Says 281 – Neighbor angry at me.

A couple of days ago, I was outside, on the other side of my apartment building, talking to a woman tenant, when the man that lives between us walked by. I said, ”Hi,” but he never acknowledged me, and just walking with his head down. I felt he was ticked off at me as I was sure he heard me.  We used to chat and tell jokes last fall, but over winter, I only saw him a few times on the street and we never talked. With spring coming and spending more time outside, I’d see him having a cigarette in the back yard, but when he’d see me, he’d turn and go back inside, At first I just thought he had finished and was naturally going in, but a couple of times, I called out to him but he never answered back. So this meeting today was a sure sign that something was amiss.

So the next day, when I heard him in his apartment, I went around and knocked on his door. After the third knock, he answered with a hostile,”What do you want?”

I asked, “Do you have a problem with me, as you feel you are ignoring me and angry about something?”

He angrily replied, “Do you want a problem?

I said, “Whoa, so you do have a problem with me. What’s up?”

He barked, “If you want one you can have one?”  as he postured himself to make himself look bigger than he was.

I knew there was no talking to him in his denied rage, so I turned to leave and he, snarled, “You’re the one who knocked on my door, I didn’t knock on yours. You stay on your side and I’ll stay on mine.”

I didn’t say anything as I walked around the corner and then around the building to see the landlord and his helper, that was working in the apartment of the man that had recently died.  I told them what had just happened and asked if they knew why he was angry at me.

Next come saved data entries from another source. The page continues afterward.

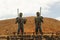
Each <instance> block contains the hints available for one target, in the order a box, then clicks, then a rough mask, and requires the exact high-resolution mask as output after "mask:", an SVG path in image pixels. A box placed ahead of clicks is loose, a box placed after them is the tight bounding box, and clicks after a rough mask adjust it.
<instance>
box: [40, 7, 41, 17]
mask: <svg viewBox="0 0 60 40" xmlns="http://www.w3.org/2000/svg"><path fill="white" fill-rule="evenodd" d="M40 16H41V7H40Z"/></svg>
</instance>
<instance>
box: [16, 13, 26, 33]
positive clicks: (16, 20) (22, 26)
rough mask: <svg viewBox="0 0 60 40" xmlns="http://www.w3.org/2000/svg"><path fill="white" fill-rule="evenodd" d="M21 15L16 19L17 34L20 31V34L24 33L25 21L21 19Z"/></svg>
mask: <svg viewBox="0 0 60 40" xmlns="http://www.w3.org/2000/svg"><path fill="white" fill-rule="evenodd" d="M22 15H23V13H20V14H19V17H17V18H16V23H18V31H17V34H19V32H20V31H21V33H22V34H23V33H24V24H25V23H26V19H24V18H23V17H22Z"/></svg>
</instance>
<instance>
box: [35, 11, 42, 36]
mask: <svg viewBox="0 0 60 40" xmlns="http://www.w3.org/2000/svg"><path fill="white" fill-rule="evenodd" d="M36 15H37V17H35V32H36V34H37V33H38V31H39V32H40V34H41V35H42V34H43V32H42V26H41V23H42V22H43V17H42V16H40V15H41V14H40V12H37V13H36Z"/></svg>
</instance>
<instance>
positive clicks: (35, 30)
mask: <svg viewBox="0 0 60 40" xmlns="http://www.w3.org/2000/svg"><path fill="white" fill-rule="evenodd" d="M35 32H36V35H37V34H38V27H36V28H35Z"/></svg>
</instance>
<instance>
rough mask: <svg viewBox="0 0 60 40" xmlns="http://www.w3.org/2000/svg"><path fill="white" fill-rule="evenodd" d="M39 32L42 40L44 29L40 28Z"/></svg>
mask: <svg viewBox="0 0 60 40" xmlns="http://www.w3.org/2000/svg"><path fill="white" fill-rule="evenodd" d="M39 32H40V34H41V35H40V40H42V36H43V32H42V28H41V26H40V28H39Z"/></svg>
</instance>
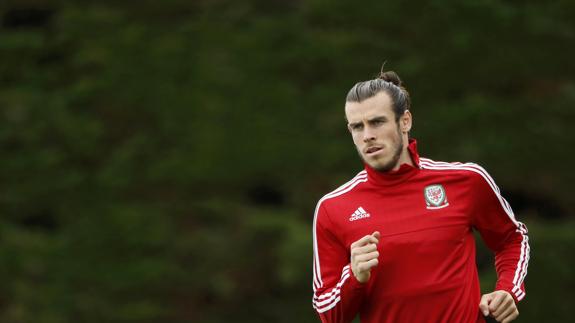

They looked surprised and said they never heard anything from him. We left it at that. What the hell is going on?

Says 40 – Lost hopes, dreams, desires and innocence

2012 April 9 Lost hopes, dreams and desires are directly related to experiences where you had the opportunity to fulfill those dreams and desires, but you were either denied having the experience, or you denied it yourself. As much as you now hope and long for another opportunity to re-live the experience as you would like to do things differently, it’s also futile, as that moment has passed and things have changed. It’s is impossible to even pretend and deny that the original experience never happened. Even knowing that you have a second chance, doesn’t make it the original experience, as you already have that imprint, program and belief, that it is a lost hope, dream and desire, that was put in place from the original denied experience.

With that realization comes the feelings of heartbreak, as well as anger and rage at yourself for being held back, or for holding yourself back. While these feelings and emotions are quick to surface, what is harder to reach and also the most important is your denied terror, and why you felt your terror was correct at that time, in denying the experience.

What brought this topic up was my remembering a few experiences in my early adolescence. While I was curious about girls and wanted to talk with them and be friends, I was also afraid that I was bad or that others would think that I was bad. The reason behind those thoughts was due in part to my religious upbringing and my mother, and secondly was the result of being bullied and not wanting to say or do anything that would give others a reason to attack me. This was my terror that I denied, and as such, I denied any experiences where I had the desire to do so.
Now, decades later, I wonder what would have happened if? If I had done that, if I had said that, and hundreds of other if’s. Guilt and shame were also involved in keeping me from the experiences I was curious about and desired. This is also associated with lost innocence, innocence that I denied, and now, lost youth, as I’m now decades older, and I can’t relive my youth….or at least, that is my present belief.

It’s interesting that I added that as an afterthought as that thought came from nowhere. So maybe there is a way to heal all this and to reclaim lost innocence and fulfill my lost hopes, dreams and desires.

As I’m writing this, I’m feeling over whelmed at all that I have lost. I have very few memories of my childhood, adolescence, teen and even adult life. Not like some people I know that can remember minute details and even the exact date. What I do remember mostly are things associated with lost hopes, dreams and desires. I’m realizing that I was either living in the past, heartbroken and angry over what I had experienced, or I was in terror of what was awaiting me in the future. As such, I had very little of my conscious presence fully in the present moment.

Says 06 – Social Rage and Hatred

2012 Feb 03

For the past few days, I’ve been getting vivid images of rage and hatred, along with torture and murder, flashing through my mind.  Sometimes they were attacks on innocent victims, but mostly it was in retaliation to being attacked. I know they are not my thoughts, but that of society (mass consciousness) in general, as I feel a lot of people are getting fed up with the aspects of society that don’t care about other people or the planet.  The have’s, that don’t care about anything but themselves. I feel that it won’t take much to send these people over the edge and make the French revolution look like Mary Poppins.